In your use case, this could be a broader slice of data that you can use to diagnose which platforms/devices might be the most problematic.
We could ask which users had the most repeated failures on search.
Which users are experiencing repeated failures?
SELECT
JSONExtractString(message, 'user_id') AS user_id,
count(*) AS failure_count
FROM logs.application_logs
WHERE event = 'user.search.failed'
GROUP BY user_id
HAVING failure_count > 3
ORDER BY failure_count DESC;
We can use this to reach out to the top N users who are most affected proactively. For example, your use case might be an e-commerce store, and you might want to know which users had the most order or payment failures.
This kind of data from your logs can bring great insight into what your users are experiencing.
Now, say we wanted to know how many newsletters are being created per hour.
What is the number of successfully created newsletters per hour?
SELECT
toStartOfHour(timestamp) AS hour,
count(*) AS action_count
FROM logs.application_logs
WHERE event = 'newsletter.creation.success'
GROUP BY hour
ORDER BY hour;
This can help us track how often users create newsletters and at what times this occurs.

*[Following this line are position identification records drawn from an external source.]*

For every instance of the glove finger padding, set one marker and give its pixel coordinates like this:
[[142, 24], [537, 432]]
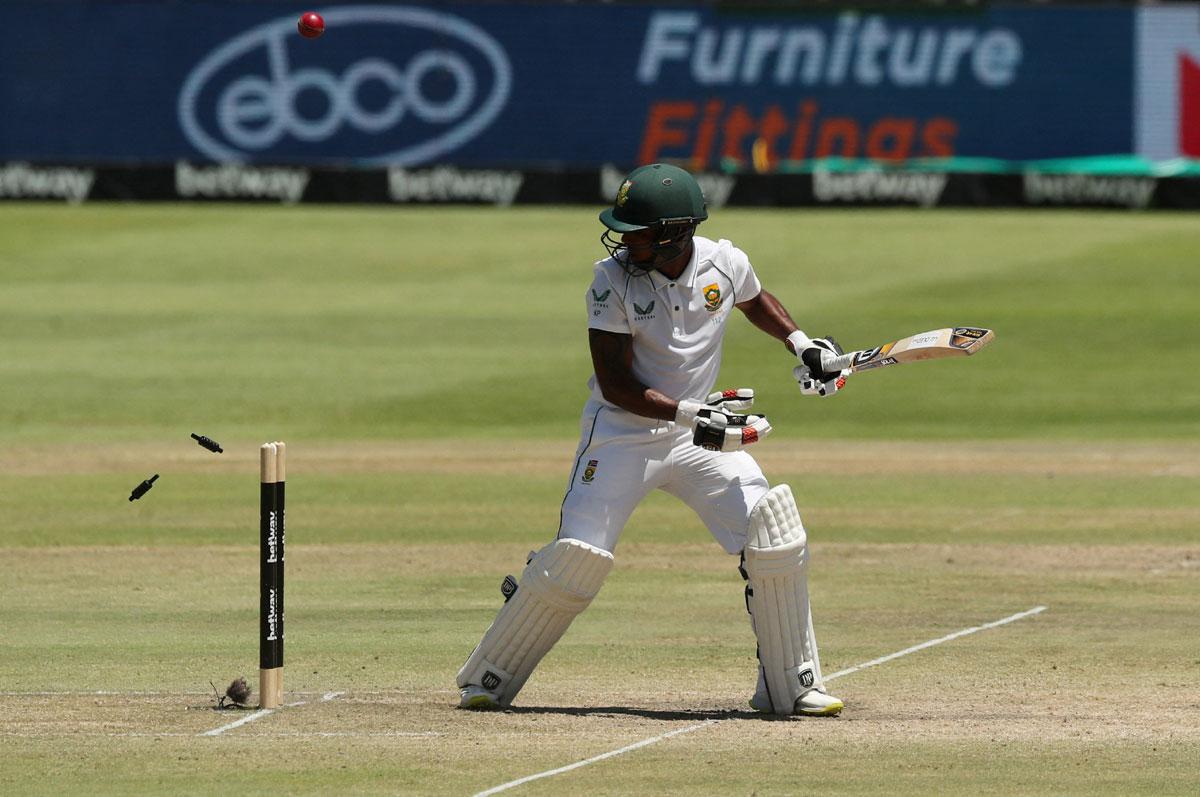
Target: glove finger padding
[[720, 432], [816, 355], [731, 401], [810, 385]]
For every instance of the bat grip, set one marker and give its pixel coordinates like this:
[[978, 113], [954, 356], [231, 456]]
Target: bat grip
[[831, 361]]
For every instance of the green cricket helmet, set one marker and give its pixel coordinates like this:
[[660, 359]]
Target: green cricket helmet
[[659, 197]]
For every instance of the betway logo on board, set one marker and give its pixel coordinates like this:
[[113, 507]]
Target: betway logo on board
[[857, 51], [407, 85]]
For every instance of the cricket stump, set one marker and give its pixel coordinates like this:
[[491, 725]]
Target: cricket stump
[[273, 469]]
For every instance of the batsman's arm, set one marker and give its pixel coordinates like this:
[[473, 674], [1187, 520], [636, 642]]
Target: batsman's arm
[[612, 358]]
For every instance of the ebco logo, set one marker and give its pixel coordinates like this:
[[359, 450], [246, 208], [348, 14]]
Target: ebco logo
[[433, 83]]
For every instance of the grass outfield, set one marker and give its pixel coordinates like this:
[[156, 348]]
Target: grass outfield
[[426, 369]]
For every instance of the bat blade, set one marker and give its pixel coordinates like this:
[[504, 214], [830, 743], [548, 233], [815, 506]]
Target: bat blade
[[934, 345]]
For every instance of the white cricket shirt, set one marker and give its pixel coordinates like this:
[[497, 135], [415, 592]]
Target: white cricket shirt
[[678, 325]]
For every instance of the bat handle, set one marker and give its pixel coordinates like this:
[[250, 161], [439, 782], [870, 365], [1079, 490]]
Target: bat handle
[[837, 363]]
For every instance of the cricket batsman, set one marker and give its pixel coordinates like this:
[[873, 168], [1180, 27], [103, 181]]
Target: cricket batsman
[[658, 310]]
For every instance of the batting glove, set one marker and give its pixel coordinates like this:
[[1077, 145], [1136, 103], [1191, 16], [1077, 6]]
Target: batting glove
[[813, 379], [719, 424]]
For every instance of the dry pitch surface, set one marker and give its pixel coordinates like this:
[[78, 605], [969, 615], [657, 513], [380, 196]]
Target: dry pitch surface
[[108, 649]]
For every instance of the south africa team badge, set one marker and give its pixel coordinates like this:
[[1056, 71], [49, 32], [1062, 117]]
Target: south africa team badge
[[712, 298]]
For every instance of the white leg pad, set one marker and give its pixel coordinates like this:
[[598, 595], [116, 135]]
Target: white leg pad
[[778, 595], [558, 583]]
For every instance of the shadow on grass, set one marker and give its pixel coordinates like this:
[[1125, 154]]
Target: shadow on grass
[[669, 715]]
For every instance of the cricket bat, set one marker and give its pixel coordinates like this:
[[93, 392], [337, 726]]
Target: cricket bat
[[934, 345]]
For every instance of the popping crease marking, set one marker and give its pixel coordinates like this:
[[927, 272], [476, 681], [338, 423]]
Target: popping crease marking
[[689, 729]]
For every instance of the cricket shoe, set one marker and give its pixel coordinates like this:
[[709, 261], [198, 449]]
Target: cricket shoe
[[478, 699], [815, 702]]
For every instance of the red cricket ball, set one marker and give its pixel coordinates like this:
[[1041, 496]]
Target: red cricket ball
[[310, 24]]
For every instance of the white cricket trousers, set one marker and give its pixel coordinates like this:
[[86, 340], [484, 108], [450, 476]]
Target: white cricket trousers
[[623, 456]]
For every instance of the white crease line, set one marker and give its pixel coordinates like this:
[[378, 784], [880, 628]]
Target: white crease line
[[955, 635], [249, 718], [873, 663], [261, 735], [99, 693], [598, 757]]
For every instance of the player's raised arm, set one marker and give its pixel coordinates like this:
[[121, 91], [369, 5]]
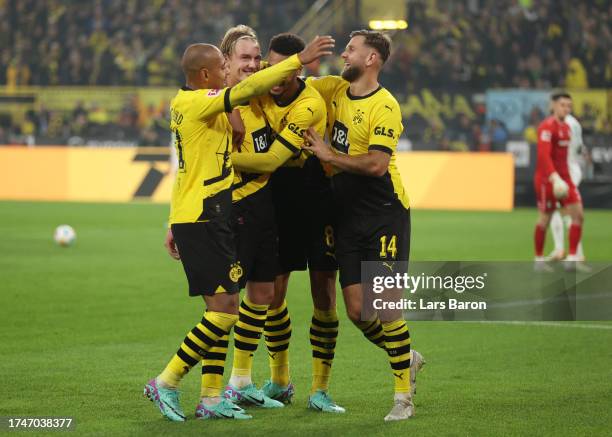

We could even investigate further to determine which users create the most newsletters. We could ask questions about newsletter subscriptions and which types of subscriptions (free or paid) are most popular on our app.
Conclusion
This is by no means an exhaustive list of questions we can ask, but as you can see, using well-structured logs, we can easily debug issues in our systems when they arise.
We can become like the Business Intelligence teams and start interrogating our log data, taking proactive steps to resolve issues, and building better systems.
So, where do you start? You don’t have to design a system built on Clickhouse to gain insights into your data. You can start by structuring your logs.
Think about what kind of data you need and dump that context in your logs. If you’re worried about log volume being an issue, consider sampling and adjusting your retention periods.
If you get anything out of this post, it’s this: let’s build better, transparent systems.